Airlines' July on-time rate down from year ago U.S. airlines were late more often in July than a year earlier, but there were only three planes stuck for more than three hours, the government said. Although there were more late flights in July, the on-time rate for the country's biggest airlines in the first seven months of this year was the third best in 16 years. The nation's largest airlines operated 76.7 percent of flights on time in July, down from 77.6 percent in July 2009. The on-time rate in July was better than the month before, as incidents of severe weather that delayed planes declined.
HP to spend $1.5B for network security firm Hewlett-Packard Co. wants to have the answer to all of its customers' technology problems. So it is buying network security provider ArcSight Inc. to help them respond to the growing threat posed by hackers, computer viruses and digital fraud. The $1.5 billion deal extends HP's recent spate of acquisitions and could help signal that even after ousting CEO Mark Hurd, it hasn't lost its footing in the effort to win fatter profit margins beyond the personal-computer business. Shares of HP, based in Palo Alto, Calif., added 8 cents to $38.28.
Dollar Thrifty accepts sweetened Hertz bid Dollar Thrifty has accepted a new bid of about $1.43 billion from Hertz, which is battling Avis to acquire the rental car company and a bigger stake of the vacationers' market. Dollar Thrifty Automotive Group Inc.'s board said late Sunday that it accepted Hertz Global Holdings Inc.'s new $50-per-share offer -- up from the $41 it offered in April -- and amended the companies' merger agreement. The offer was made in an attempt to thwart a $1.3 billion counteroffer by Avis Budget Group Inc.
For seafood at Whole Foods, green is good Whole Foods Market Inc. launched a new color-coded rating program that measures the environmental impact of its wild-caught seafood. Similar to a stoplight, seafood is given a green, yellow or red rating. A green rating indicates the species is relatively abundant and is caught in environmentally friendly ways. Yellow means some concerns exist with the species' status or the methods by which it was caught. And a red rating means the species is suffering from overfishing, or the methods used to catch it harm other marine life or habitats.
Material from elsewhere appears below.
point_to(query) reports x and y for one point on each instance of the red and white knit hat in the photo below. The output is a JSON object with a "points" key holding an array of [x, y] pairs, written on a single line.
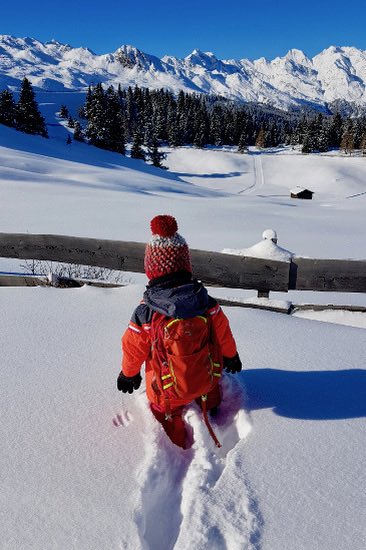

YouTube experimenting with live streaming YouTube is making its long-expected foray into live streaming by launching an experimental trial with four new media partners. The new live streaming platform will be previewed in a two-day trial, but is expected to later grow considerably across the Google Inc.-owned website. Four YouTube partners will participate: the celebrity-focused Young Hollywood; the online television outlet Next New Networks; the how-to guide Howcast; and Rocketboom, the Internet culture vlog.
Tribune creditors seeking to sue Sam Zell Tribune Co.'s junior creditors are asking a bankruptcy judge for the right to sue Sam Zell and others involved in his 2007 buyout that left the company loaded with debt. The request made by the official committee of unsecured creditors came in a court filing, though it did not signal an imminent lawsuit. The committee said the unsecured creditors do not want to interfere with ongoing negotiations with Tribune over its Chapter 11 reorganization plan.